Coding Through the Summer

After getting accepted to GSoC, what's left is to code through the summer. The project I worked on was Generalize mypyc IR to Make non-C Backends Possible. In short, it was a project to redesign and refactor some parts of the old mypyc IR to remove the embedded C backend-specific information. You can find the detailed technique report on the submission page. Here, I'd like to talk about other things that play as important a role as coding.

Plan the schedule and monitor the progress. Three months is just a blink of an eye, so it's important to have realistic goals to achieve at specific timestamps, to make sure the project goes smoothly. We had a rough schedule in the proposal and established monthly goals in later discussions. With the schedule and goals in mind, I was able to make progress continuously. I even had an extra week. Usually, before the coding period starts in June, there is one month for community bonding where students get to familiarize themselves with the workflow of the project and connect with the mentors. Thanks to my previous mypy contribution experience, I thought it would be fine to skip this period and start coding one week earlier than scheduled. This extra week gave my mentors and me a lot of flexibility to handle unexpected schedule delays.
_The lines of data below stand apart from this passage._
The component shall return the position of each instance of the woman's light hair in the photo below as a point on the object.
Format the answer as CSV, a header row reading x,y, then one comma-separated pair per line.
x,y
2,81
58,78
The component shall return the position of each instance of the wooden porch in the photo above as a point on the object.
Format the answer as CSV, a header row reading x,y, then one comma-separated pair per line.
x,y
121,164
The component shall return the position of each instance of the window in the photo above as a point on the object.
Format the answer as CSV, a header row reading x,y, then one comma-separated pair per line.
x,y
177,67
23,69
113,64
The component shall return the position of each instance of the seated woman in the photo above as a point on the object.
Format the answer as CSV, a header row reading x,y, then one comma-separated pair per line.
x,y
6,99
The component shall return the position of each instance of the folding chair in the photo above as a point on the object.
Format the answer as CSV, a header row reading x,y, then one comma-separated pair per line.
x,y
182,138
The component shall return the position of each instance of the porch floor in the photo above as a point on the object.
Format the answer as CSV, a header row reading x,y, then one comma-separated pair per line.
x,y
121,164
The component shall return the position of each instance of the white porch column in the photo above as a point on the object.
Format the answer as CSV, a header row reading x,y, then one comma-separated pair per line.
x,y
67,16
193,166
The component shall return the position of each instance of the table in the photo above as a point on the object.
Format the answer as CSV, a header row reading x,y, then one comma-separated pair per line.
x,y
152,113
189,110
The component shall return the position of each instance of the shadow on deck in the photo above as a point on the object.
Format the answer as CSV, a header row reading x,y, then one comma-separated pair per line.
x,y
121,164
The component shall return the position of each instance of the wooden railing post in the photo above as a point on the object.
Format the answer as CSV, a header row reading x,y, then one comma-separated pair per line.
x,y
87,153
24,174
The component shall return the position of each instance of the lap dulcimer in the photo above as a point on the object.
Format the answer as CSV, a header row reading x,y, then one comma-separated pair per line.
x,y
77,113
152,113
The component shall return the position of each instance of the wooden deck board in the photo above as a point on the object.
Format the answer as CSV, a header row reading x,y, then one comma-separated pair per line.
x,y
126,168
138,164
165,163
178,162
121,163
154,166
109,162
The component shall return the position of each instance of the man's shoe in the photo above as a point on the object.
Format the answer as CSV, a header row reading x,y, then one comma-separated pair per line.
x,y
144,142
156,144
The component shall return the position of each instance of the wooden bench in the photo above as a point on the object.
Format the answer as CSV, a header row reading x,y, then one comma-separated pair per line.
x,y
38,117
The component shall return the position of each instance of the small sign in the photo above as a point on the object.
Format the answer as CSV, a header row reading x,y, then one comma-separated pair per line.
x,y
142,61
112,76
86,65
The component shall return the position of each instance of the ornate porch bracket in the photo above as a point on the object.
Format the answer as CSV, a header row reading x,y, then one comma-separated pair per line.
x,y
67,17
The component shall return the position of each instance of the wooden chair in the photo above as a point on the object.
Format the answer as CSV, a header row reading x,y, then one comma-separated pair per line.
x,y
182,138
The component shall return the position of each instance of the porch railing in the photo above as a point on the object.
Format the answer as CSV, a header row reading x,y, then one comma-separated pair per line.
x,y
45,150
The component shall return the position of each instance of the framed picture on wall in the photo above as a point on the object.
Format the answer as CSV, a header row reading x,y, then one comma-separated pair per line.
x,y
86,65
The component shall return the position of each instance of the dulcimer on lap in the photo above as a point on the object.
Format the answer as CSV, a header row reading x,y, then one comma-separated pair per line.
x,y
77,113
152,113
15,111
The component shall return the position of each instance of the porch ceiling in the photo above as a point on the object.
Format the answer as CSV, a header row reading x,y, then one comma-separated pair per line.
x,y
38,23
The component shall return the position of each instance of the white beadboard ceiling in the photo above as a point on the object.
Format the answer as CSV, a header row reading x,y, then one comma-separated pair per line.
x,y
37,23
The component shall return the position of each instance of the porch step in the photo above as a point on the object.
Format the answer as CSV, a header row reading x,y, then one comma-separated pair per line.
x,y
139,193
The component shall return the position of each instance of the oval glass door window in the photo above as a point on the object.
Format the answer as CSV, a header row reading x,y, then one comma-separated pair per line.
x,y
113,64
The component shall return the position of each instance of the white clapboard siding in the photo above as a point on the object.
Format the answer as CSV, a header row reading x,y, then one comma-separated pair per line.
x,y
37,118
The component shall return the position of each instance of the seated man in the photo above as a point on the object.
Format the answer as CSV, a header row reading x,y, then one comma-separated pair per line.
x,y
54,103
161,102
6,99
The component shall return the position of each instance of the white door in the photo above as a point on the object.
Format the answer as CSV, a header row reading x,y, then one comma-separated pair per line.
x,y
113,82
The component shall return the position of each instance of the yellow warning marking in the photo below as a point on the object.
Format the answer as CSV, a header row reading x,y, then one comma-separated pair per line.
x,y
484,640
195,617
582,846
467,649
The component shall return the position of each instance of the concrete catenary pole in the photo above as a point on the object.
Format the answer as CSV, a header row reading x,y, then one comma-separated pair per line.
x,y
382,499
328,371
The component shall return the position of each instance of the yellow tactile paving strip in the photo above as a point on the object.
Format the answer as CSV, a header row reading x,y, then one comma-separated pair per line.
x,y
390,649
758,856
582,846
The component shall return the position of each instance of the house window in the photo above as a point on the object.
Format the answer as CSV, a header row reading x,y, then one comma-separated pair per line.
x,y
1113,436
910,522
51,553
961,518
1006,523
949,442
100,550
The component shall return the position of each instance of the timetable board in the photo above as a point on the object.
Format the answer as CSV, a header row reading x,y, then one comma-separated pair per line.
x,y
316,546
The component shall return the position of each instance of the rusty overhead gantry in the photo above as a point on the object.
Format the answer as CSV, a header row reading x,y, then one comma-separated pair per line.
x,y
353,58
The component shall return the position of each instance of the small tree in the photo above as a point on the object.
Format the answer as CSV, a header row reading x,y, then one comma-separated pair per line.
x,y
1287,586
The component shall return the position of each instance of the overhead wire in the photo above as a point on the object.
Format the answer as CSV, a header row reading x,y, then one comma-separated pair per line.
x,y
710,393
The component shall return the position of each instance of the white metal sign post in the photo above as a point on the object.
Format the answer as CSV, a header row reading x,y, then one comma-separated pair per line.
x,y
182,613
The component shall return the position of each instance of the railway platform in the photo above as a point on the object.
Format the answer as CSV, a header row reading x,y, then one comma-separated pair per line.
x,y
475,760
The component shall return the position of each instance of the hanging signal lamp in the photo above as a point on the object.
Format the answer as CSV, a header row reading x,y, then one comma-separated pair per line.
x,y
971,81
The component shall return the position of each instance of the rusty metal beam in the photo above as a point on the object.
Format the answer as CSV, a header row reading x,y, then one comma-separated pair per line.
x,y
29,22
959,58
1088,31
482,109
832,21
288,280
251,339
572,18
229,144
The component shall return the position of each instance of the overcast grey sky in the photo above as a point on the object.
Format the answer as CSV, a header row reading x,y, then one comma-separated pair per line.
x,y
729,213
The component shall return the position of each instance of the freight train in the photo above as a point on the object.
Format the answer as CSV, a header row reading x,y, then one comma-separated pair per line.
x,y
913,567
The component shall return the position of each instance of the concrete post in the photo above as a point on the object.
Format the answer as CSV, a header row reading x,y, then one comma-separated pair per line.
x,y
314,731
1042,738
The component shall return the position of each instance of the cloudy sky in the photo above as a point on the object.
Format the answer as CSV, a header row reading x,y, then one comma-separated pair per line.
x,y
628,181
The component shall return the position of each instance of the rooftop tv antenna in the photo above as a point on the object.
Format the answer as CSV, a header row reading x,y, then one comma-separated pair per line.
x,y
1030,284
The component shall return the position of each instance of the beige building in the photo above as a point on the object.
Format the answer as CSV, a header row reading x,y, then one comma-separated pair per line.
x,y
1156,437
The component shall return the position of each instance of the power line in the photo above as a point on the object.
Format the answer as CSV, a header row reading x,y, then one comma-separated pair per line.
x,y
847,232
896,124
Communication is the key. Jukka, one of my mentors, told me that it was always hard to come up with the perfect design at first as requirements and needs develop all the time. To face this developing nature, we communicated a lot. I had daily syncs with my mentors through Gitter chat, weekly meetings with Jukka, and monthly meetings with both Jukka and Sully. In all these meetings, I shared recent progress, they helped me remove any blockers, and we discussed component designs. I am one-hundred percent sure that this project would never have been this successful without such frequent and effective communication.

After the Summer

I completed this project and submitted the required materials in early September, with around 60 PRs merged into the repository. To me, the GSoC project ended pretty well, I received the certificate from Google as well as some stipends. More importantly, I've demonstrated my passion and skills to contribute to this organization more than just a community contributor. I was honored to become one of mypy's committers. That means a lot to me and I am looking forward to contributing more to the community.
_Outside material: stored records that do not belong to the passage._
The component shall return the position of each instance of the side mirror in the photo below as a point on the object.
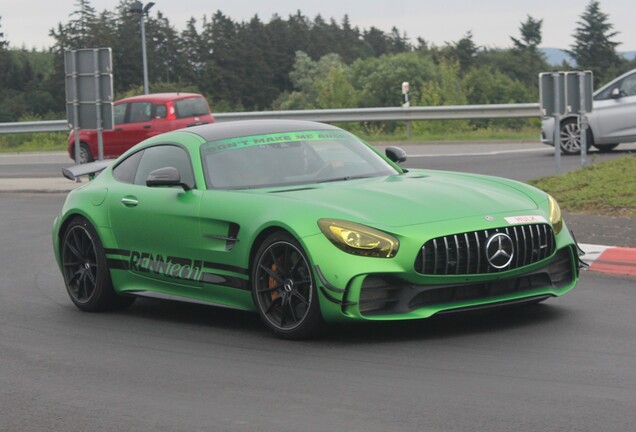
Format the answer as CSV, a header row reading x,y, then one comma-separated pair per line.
x,y
395,154
168,176
616,93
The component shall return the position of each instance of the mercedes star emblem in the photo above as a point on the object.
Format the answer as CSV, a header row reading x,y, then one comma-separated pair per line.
x,y
500,250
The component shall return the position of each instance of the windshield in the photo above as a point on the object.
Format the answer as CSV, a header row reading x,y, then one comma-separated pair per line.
x,y
290,158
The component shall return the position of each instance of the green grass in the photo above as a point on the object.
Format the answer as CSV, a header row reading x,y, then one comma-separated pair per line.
x,y
31,142
606,188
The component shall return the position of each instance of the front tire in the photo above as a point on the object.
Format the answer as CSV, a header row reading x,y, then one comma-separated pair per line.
x,y
284,289
85,269
570,137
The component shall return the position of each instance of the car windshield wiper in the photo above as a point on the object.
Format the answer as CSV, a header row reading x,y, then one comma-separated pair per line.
x,y
345,178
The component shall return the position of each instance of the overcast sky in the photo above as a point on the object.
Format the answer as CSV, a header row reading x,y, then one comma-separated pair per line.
x,y
492,22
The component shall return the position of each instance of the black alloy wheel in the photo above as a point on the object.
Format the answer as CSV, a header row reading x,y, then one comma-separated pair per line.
x,y
85,270
283,288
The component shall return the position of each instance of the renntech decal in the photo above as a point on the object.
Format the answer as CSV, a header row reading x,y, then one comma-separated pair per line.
x,y
270,139
176,268
173,267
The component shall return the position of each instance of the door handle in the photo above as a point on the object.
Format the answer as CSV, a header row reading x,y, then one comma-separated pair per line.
x,y
129,201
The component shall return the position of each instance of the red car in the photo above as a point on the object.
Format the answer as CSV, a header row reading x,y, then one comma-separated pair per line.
x,y
140,117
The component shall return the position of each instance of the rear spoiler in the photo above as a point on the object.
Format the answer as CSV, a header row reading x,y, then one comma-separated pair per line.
x,y
91,169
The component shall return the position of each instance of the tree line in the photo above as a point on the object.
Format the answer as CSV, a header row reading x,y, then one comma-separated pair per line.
x,y
295,62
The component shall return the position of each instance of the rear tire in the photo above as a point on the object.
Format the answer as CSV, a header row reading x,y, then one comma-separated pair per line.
x,y
284,289
85,269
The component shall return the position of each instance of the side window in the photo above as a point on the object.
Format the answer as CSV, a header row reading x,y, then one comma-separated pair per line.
x,y
628,86
125,171
162,156
160,111
120,113
140,112
191,107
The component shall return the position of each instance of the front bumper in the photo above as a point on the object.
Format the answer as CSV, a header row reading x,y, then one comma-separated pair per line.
x,y
392,289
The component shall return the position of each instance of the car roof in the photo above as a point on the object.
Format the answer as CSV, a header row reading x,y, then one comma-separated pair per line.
x,y
160,97
232,129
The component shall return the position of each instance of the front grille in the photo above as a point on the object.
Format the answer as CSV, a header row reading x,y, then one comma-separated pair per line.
x,y
465,253
386,294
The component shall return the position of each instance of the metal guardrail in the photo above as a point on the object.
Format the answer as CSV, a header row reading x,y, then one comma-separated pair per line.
x,y
335,115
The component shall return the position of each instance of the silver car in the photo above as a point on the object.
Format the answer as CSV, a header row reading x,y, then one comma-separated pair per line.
x,y
612,120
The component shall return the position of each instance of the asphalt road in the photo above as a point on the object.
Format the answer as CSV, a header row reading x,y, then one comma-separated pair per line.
x,y
518,161
568,364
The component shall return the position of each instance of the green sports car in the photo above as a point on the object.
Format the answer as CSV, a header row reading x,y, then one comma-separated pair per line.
x,y
304,223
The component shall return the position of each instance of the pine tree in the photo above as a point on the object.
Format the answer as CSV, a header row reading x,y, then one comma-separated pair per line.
x,y
527,61
594,47
530,35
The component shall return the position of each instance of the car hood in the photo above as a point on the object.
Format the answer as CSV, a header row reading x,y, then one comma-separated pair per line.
x,y
413,198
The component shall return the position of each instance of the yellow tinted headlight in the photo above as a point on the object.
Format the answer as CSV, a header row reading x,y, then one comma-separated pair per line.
x,y
358,239
556,219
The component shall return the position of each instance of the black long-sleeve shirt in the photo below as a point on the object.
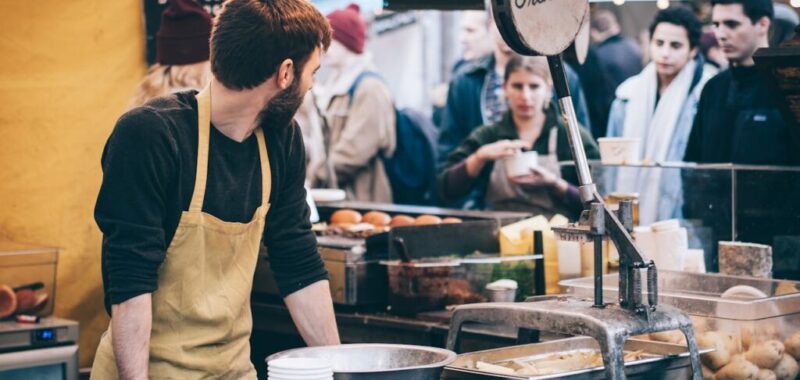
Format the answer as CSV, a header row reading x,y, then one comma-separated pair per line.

That's my story with mypy through the Google Summer of Code 2020. I hope this post will provide some useful information to future potential applicants including applicants of this year since mypy has officially been selected as one of this year’s organizations. If you have any questions regarding this post, feel free to send me an email and I will be more than happy to discuss.

Acknowledgements

I'd like to express my sincere gratitude to every person and organization that made my GSoC 2020 adventure possible. I'd like to firstly thank Google and mypy for providing me this opportunity.
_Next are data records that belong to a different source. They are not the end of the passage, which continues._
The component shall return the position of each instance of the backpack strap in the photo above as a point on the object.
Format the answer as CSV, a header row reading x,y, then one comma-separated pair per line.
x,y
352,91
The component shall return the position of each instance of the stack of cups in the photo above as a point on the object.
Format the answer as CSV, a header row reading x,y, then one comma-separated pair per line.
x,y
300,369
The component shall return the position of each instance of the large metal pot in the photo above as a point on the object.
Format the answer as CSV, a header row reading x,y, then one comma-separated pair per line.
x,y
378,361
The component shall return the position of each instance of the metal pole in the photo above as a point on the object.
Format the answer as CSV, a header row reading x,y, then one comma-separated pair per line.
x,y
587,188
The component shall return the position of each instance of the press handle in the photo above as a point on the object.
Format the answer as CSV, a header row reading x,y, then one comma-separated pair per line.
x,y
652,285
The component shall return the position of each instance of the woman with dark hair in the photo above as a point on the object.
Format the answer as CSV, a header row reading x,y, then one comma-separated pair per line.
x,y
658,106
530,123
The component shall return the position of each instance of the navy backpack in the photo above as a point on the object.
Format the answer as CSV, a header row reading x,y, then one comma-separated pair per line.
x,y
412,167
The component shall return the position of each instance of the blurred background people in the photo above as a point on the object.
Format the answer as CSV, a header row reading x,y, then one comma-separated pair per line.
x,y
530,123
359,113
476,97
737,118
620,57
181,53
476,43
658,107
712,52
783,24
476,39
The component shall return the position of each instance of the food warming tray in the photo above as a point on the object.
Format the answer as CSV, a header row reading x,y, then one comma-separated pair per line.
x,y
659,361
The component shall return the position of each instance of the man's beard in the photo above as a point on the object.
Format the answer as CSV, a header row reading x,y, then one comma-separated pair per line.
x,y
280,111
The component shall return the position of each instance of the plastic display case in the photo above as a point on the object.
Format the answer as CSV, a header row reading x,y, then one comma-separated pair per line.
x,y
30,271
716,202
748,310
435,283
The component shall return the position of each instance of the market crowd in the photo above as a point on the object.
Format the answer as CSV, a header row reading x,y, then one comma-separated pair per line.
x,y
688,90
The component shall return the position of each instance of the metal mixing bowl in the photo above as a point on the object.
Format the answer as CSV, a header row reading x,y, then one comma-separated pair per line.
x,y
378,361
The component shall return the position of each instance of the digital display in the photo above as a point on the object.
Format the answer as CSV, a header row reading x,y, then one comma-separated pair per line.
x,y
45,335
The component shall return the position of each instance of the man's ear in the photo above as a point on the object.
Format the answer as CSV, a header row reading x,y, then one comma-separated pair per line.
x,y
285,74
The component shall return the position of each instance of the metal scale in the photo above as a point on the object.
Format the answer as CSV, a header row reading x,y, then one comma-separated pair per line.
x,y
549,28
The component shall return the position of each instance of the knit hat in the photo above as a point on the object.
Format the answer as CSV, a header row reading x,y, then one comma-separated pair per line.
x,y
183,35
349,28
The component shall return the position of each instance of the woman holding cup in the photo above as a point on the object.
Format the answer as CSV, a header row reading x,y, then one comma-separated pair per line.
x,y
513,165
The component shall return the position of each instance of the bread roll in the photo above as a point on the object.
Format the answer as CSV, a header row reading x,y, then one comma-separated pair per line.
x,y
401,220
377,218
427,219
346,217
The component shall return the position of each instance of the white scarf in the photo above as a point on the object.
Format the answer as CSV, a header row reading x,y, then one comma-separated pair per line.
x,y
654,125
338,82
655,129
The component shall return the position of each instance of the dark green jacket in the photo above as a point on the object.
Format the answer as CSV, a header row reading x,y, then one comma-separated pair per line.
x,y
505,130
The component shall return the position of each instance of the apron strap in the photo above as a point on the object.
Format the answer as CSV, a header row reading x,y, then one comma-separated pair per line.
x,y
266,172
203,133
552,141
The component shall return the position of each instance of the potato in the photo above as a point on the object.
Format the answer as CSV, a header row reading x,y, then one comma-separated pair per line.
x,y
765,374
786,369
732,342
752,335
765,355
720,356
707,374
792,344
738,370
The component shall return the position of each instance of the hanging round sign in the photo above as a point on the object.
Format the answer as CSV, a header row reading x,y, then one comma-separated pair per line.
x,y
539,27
Especially, I'd like to thank my mentors Jukka Lehtosalo and Michael Sullivan. We had daily syncs every day on Gitter and weekly/monthly video meetings via Zoom. In every discussion, they helped me clean my thoughts and find out the best approach to meet our goals. They responded quickly to my PRs, giving high-quality review comments and suggestions. They mentored me with patience and passion and I feel connected even though we are several timezones/continents away. Their guidance is even beyond the scope of the project and helps me form good software engineering skills along the way.

I also would like to thank my parents for supporting me working on this project and Yaozhu Sun from the University of Hong Kong, who lit my passion for the field of compilers and programming languages two years ago. Finally, I'd like to thank Kanemura Miku from Hinatazaka 46 for all the mental support during this special summer.

Disclaimer

All content of this post only represents the author's personal opinions. The post does not, in any degree, constitute the view or opinion from Google or the mypy community.